When it comes to the operational nuts-and-bolts part of leading a business, there are some great ways to lead with better results.
And this is how you deal with using business information, big data, and analytics strategically to lead through better results.
In his book “Hooked on Customers: The Five Habits of Legendary Customer-Centric Companies,” author Bob Thompson spells out the strategic approach to help with the operational side of leading success.
Below are some of his thoughts and examples.
Using Analytics to Improve the Consumer Experience
Business leaders are turning to analytics to uncover insights in so-called big data. However, big data is like a vein of gold buried under your feet. Unless you can mine it effectively to improve business performance, all that data could be a worthless distraction.
Analytics is a terms applied broadly, perhaps too broadly. The most common form is descriptive analytics used to slice and dice data to understand what happened in the past. But increasingly attention is turning to forward-looking analytics, using specialized algorithms and software.
Prescriptive analytics take it a step further and attempt to actually influence the future. For example, analytics can be used to help a call center agent decide the best offer to present to a customer to increase the odds of making a sale, or to suggest actions to deal with a service issue.
Macy’s is a great example of a major retailer competing for the loyalty of “omnichannel” shoppers—those using multiple channels, such as retail stores, websites, mobile devices, and even social media. Several years ago, the company began a customer-centric shift, led by Julie Bernard, group VP of customer centricity.
Speaking at a 2012 conference, Bernard said her goal was to “put the customer at the center of all decisions.” Sounds good, but old habits die hard in a 150-year-old brand where data was organized around products. The retailer used POS data to analyze product sales but couldn’t figure out what individual consumers were doing. One simple example: Did a spike in sales of a new pair of jeans mean the product was a hit or that one person bought all twelve pairs in a store?
By also looking at data from loyalty programs, credit cards, and other sources, Macy’s was able create a more complete understanding of the products, pricing, and experiences that move “loyals”—those consumers already buying regularly.
Let’s look at another example in the world of e-commerce. Let’s say you want to present shoppers with hotel options in a major metropolitan area like New York. According to then Expedia VP Joe Megibow, most users won’t do a complex search of hundreds of hotels, so it’s critical that Expedia put the “best” options at the top of the list. If your instincts told you to present the cheapest or more popular hotels first, Expedia would frustrate a lot of shoppers and lose bookings.
Analytics determined the factors most likely to meet customer demand, such as real-time availability, inventory by class, rate deals, reviews, and purchase frequency.

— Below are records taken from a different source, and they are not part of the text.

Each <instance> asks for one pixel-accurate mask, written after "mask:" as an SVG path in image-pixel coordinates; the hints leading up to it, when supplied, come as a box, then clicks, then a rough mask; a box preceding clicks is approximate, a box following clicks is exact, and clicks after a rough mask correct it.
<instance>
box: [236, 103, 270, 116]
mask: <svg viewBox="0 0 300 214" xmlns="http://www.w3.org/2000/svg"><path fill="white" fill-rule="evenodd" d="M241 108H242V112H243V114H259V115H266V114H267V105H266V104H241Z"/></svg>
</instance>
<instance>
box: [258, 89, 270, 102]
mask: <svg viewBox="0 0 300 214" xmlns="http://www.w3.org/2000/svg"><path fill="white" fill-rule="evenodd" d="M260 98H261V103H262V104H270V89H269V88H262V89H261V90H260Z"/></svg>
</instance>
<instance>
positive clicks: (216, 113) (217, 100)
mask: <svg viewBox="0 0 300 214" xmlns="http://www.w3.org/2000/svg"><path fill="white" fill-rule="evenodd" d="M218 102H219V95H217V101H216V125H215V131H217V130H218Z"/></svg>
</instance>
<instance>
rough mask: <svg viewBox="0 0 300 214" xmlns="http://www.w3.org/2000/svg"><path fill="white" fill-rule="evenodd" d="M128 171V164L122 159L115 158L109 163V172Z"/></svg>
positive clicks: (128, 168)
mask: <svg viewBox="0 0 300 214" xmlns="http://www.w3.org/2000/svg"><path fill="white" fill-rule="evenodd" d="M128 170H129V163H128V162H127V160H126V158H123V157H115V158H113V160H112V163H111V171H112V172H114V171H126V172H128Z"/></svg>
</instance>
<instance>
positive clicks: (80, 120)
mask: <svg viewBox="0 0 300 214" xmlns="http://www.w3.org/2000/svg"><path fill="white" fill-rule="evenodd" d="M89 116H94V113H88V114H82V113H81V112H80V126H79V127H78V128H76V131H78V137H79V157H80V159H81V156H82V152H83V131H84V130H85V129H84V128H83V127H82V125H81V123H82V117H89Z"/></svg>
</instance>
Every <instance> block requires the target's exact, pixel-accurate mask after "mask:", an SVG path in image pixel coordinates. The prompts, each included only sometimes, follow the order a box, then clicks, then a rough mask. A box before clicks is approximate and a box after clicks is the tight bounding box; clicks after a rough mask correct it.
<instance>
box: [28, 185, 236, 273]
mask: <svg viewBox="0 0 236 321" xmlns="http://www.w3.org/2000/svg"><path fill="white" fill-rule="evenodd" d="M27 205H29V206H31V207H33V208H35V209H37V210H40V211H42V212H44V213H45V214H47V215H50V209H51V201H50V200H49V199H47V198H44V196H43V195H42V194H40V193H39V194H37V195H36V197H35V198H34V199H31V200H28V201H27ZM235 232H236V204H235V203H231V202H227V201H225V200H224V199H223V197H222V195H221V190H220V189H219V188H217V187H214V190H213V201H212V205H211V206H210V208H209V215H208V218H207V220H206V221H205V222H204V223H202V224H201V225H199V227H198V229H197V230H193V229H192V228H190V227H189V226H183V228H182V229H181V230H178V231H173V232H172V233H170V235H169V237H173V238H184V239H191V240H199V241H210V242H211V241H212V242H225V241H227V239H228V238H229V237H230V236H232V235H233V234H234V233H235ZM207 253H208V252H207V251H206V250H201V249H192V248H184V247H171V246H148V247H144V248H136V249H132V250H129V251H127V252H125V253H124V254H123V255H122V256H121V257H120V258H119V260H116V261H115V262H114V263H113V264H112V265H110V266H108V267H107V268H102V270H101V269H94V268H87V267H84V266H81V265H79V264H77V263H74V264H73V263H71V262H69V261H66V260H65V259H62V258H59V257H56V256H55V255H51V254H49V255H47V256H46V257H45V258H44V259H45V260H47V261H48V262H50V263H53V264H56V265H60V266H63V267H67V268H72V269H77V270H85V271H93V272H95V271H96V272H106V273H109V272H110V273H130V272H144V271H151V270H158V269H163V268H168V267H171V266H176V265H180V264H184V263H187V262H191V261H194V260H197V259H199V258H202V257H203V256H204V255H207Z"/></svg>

Then, using technology from an analytics software vendor, Expedia built a predictive analytics model based on the handful of factors that really mattered, out of about two dozen possibilities. The model was operationalized using Expedia’s own proprietary technology.
Result: When consumers search NY hotels, they’re more likely to find the hotels that they really want, and Expedia will get the sale. A great example of technology enabling a win-win.